Competição toca em ferida do Iraque com recortes diferentes

PEDRO BUTCHER
ENVIADO ESPECIAL A CANNES

Os dois filmes exibidos ontem na competição apresentaram uma rima curiosa. Com abordagens radicalmente diferentes, ambos tocaram em uma das maiores feridas contemporâneas: a situação do Iraque.
"Kilomètre Zéro", de Hiner Saleem, é tecnicamente o primeiro filme iraquiano a concorrer em Cannes, apesar de o diretor viver na França há anos e de sua abordagem voltar-se, especificamente, para a situação dos curdos -povo violentamente oprimido pela ditadura de Saddam Hussein.
Já em "Bashing", de Masahiro Kobayashi, representante do Japão, o Iraque surge de maneira indireta, mas interessantíssima. O diretor inspirou-se em fatos reais para falar da rejeição sofrida pelos japoneses que serviram como voluntários na Guerra do Iraque, depois que eles voltaram ao Japão.
É difícil para nós, ocidentais, compreender o que se passa com a jovem Yuko (Fusako Urabe), personagem central do filme. Quando "Bashing" começa, já faz seis meses que ela tenta retomar a vida em seu próprio país, depois de um período traumático sob a custódia de seqüestradores no Iraque. Mas essa readaptação revela-se ainda mais traumática. Yuko recebe telefonemas anônimos agressivos, é tema de uma campanha difamatória na internet e chega a sofrer ataques físicos na rua. Depois de perder o emprego como arrumadeira em um hotel, seu pai é "convidado" a se demitir de seu emprego, o que é motivo de profunda humilhação.
Tudo isso porque, para os japoneses, o trabalho voluntário não é sinônimo de bondade, mas de fracasso. Um voluntário que ainda por cima é seqüestrado, forçando o país a tomar medidas complexas e caras, é visto como um estorvo incalculável, motivo de desprezo e de vergonha.
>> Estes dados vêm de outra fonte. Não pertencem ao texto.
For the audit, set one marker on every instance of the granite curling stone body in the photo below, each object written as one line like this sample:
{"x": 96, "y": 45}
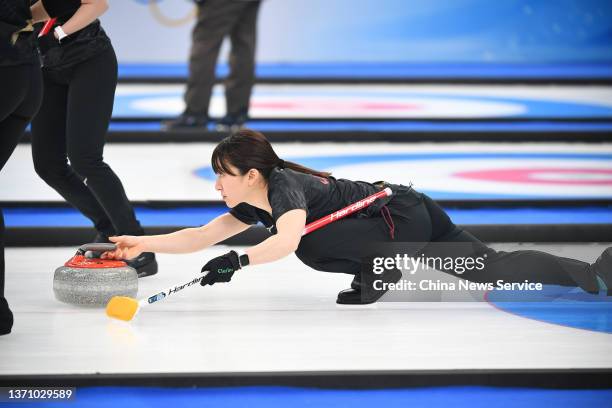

Triste a perder de vista, o longa é duro sem perder a ternura. Kobayashi -que tem 50 anos e foi assistente de François Truffaut- apresenta o problema de ser diferente em uma sociedade provinciana e rígida como a japonesa sem desfilar veredictos morais.
Em certo sentido, seu filme é muito parecido com "Ninguém Pode Saber", de Hirokazu Kore-eda, que representou o Japão na competição do ano passado.
Ao lado da surpresa e da complexidade de "Bashing", "Kilomètre Zéro" é apenas um filme digno e politicamente correto. A maior parte da ação se passa em 1988, durante a guerra Irã-Iraque.
Acompanhamos a saga de Ako (Nazmi Kirik), que precisa levar o corpo de um soldado morto em combate de volta à casa de sua família. Mas o carro, que carrega um caixão no topo, é proibido de circular durante o dia para não "desanimar" a população. O culto à personalidade de Saddam Hussein e a perseguição aos curdos são expostos a todo o momento.
Mas todas as escolhas e recortes temporais feitos por Hiner Saleem ("Vodka Lemon") parecem um tanto manipuladores. Tudo se posiciona no sentido de fazer crer que a libertação do regime de Saddam foi uma dádiva dos céus e "apesar do passado trágico, há todo um futuro pela frente", como sugere no diálogo final.